Si Rosalie trouvait que la maison de son patron était très dépouillée, ce n’était rien comparé à celle d’Astrasel Noé. Les vastes pièces de vie ne comportaient pas de meubles, à part un fauteuil près de la cheminée et une table dans une cuisine vierge d’ustensiles. Rosalie ouvrit les placards, mais n’y trouva rien d’autre qu’un peu de vaisselle et des denrées moisies, dont les effluves lui soulevèrent l’estomac.

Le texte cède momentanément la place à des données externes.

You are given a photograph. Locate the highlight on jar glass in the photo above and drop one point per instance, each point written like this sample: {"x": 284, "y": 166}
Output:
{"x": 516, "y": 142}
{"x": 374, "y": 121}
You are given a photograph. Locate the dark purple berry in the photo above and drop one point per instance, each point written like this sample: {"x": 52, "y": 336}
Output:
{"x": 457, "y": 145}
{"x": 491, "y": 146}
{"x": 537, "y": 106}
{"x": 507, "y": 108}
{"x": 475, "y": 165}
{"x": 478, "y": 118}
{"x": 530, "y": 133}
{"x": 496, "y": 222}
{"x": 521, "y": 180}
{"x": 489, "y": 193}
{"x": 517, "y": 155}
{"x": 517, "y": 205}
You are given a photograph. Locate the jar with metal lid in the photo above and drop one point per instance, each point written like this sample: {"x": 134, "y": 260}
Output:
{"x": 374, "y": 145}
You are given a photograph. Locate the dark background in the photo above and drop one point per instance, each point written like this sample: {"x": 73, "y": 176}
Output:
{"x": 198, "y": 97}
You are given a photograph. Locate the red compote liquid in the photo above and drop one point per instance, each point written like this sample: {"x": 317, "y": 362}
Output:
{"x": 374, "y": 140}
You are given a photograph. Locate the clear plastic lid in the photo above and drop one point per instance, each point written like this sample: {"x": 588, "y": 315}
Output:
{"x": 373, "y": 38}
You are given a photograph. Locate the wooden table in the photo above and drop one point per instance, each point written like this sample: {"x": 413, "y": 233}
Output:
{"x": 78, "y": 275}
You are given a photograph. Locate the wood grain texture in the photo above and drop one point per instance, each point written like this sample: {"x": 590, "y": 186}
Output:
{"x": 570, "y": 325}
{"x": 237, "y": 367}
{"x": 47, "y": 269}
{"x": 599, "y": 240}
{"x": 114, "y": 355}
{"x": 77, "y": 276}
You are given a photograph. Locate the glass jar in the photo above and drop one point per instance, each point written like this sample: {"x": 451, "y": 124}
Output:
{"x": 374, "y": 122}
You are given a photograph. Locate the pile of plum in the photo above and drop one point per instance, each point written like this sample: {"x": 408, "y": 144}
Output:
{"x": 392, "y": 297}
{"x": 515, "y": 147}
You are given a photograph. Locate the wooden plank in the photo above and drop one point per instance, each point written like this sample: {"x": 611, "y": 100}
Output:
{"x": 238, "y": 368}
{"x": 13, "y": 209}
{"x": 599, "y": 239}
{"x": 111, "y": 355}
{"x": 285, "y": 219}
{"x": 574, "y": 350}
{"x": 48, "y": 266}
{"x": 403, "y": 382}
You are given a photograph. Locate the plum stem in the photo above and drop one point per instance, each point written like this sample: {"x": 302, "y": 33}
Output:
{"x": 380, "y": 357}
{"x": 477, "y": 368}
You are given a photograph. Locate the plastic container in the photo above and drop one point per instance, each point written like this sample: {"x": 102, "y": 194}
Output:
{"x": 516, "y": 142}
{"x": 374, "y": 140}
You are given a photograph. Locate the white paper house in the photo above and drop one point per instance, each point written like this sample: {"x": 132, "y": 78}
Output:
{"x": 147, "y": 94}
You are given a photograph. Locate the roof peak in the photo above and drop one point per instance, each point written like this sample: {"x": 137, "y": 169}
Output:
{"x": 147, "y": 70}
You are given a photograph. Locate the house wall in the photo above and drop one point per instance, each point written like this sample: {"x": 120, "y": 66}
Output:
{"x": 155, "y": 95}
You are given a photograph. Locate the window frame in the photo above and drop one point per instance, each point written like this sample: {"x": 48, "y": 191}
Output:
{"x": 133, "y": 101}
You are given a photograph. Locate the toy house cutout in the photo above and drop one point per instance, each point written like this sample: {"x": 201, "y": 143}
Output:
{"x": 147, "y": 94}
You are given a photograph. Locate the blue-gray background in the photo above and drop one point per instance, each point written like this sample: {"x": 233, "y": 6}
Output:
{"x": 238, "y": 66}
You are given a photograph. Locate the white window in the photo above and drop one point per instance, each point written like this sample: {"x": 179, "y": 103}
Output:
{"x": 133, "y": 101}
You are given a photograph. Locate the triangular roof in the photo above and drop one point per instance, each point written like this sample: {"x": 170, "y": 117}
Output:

Amerius avait affirmé que rien n’avait été retiré du manoir. Assurément, Noé était donc encore plus dévoué à ses recherches que le dirigeant de La Bulle Mécanique. La rouille et la crasse de l’évier devaient déjà s’être installées douze ans plus tôt.

– Il n’y avait pas de domestiques ?

Amerius venait d’entrer dans la pièce.

– Non. Noé cultivait le culte du secret. C’était un paranoïaque persuadé que quiconque voulait lui voler ses inventions.

– Il aurait pu inventer de quoi nettoyer d’un claquement de doigts.

La téléportation et les bêtes artificielles, c’était bien beau, mais cela n’avait aucune utilité auprès du public. Qu’est-ce que Noé cherchait donc à accomplir ? Rien, sans doute. Ou seulement pour lui-même.

La mage peinait à comprendre ce style de vie. Sans parler de se noyer dans le matérialisme et le social, vivre de rien si ce n’était sa passion lui paraissait bien triste. Rosalie eut un rictus amer. De quel droit jugeait-elle cet homme, elle qui avait balayé les principes de vie de sa famille ? Le raisonnement était le même.

– Les pièces des étages sont vides, déclara Amerius, à l’exception d’un lit sans matelas. Nous aurons peut-être davantage de chance à l’extérieur.

Rosalie le suivit sur la terrasse au bois crevé par les ronces. Le jardin abandonné aux hautes herbes s’enfonçait jusqu’au couvert de la forêt. La jeune femme distingua plusieurs bâtiments munis de grandes ouvertures coulissantes. Des granges, ce qui dans l’esprit d’un mage inventeur devenait de vastes espaces où mener ses expériences.

– Répartissons-nous les granges.

– Je prends celles de gauches.

Ils se séparèrent au bout du jardin. Rosalie s’engouffra par la porte entrouverte. Découvrant un boîtier électrique, elle s’empressa de faire jouer l’un des boutons. L’ampoule qui pendait entre les poutres grésilla avant de disperser sa lumière jaune. C’était suffisant pour voir et l’absence de fenêtres empêchait quiconque de se rendre compte de l’effraction.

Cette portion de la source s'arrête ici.